Il film La casa dei libri è tratto dal romanzo The Bookshop (1978) di Penelope Fitzgerald e racconta una storia semplice dove traspare non solo il grande amore per i libri ma anche la tenacia di una donna che con pochi aiuti e molti ostacoli tenta di portare avanti il proprio sogno. Tuttavia, il mordente del personaggio interpretato da Emily Mortimer non si riversa nel film. Eppure la regia è ben curata, le scelte di cast azzeccate, la storia potenzialmente appassionante, ma Isabel Coixet non riesce a far emergere la vitalità dei personaggi e La casa dei libri risulta un film privo di forza vitale.
Quello che manca al film della regista spagnola è un equilibrio fra i personaggi. La protagonista ha la sua storia e le sue caratteristiche riconoscibili, così come i suoi aiutanti, la giovane Christine (Honor Kneafsey), una sorta di alter-ego in versione bambina di Florence e Mr.

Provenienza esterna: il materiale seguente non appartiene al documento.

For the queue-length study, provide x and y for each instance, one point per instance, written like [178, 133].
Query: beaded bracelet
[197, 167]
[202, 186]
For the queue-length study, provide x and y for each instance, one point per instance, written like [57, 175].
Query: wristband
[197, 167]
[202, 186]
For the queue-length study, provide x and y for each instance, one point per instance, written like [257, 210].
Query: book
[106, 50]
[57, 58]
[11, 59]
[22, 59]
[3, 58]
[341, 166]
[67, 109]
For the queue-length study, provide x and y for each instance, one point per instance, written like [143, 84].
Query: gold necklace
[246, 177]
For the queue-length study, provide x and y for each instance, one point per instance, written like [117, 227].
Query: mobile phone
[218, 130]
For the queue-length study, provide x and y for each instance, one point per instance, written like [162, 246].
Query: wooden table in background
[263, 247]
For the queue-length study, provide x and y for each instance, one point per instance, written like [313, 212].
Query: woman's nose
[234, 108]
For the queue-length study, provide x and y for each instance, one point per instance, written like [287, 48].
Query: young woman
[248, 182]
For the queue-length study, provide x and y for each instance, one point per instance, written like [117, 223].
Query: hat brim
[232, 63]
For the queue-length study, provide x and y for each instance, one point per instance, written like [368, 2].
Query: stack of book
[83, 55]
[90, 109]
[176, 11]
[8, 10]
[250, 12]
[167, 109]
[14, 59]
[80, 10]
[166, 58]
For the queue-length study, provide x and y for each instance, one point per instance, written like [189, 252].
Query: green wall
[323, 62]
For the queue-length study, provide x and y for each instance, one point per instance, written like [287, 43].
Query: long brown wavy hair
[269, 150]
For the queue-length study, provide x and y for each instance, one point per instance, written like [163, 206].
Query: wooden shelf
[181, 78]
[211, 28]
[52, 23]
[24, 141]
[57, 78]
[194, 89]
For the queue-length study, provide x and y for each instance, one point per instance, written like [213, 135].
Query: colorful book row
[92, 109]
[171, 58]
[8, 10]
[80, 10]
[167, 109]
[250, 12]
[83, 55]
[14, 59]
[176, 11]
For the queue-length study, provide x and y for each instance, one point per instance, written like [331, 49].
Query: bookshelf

Brundish (Bill Nighy), un anziano misantropo che passa le sue giornate a leggere. La protagonista instaura un rapporto speciale con entrambi: alla prima trasmette l’amore per i libri, con il secondo intrattiene un rapporto che può ricordare 84 Charing Cross Road (1987). Attraverso questo trio di personaggi si sviluppa il tema principale del film: l’importanza della diffusione della letteratura.
Ma mentre i buoni della storia hanno un proprio approfondimento psicologico e le relazioni fra di loro riescono a coinvolgere emotivamente, i cattivi risultano più deboli e non hanno l’energia per creare un conflitto forte. Soprattutto quella che dovrebbe essere la principale nemica di Florence, Violet Gamart, è un personaggio troppo flebile perché si possa percepire una vera opposizione da parte sua nei confronti della protagonista e alla fine le motivazioni di Violet rimangono confuse e poco incisive rispetto al racconto.
La casa dei libri è un film ben confezionato ma sempre piuttosto freddo, non si surriscalda mai e non riesce neppure a incendiare gli animi di chi guarda, nonostante si tratti di una storia che parla d’amore, quello per la letteratura ma anche quello per luoghi speciali, le librerie, in cui «nessuno si sente mai solo».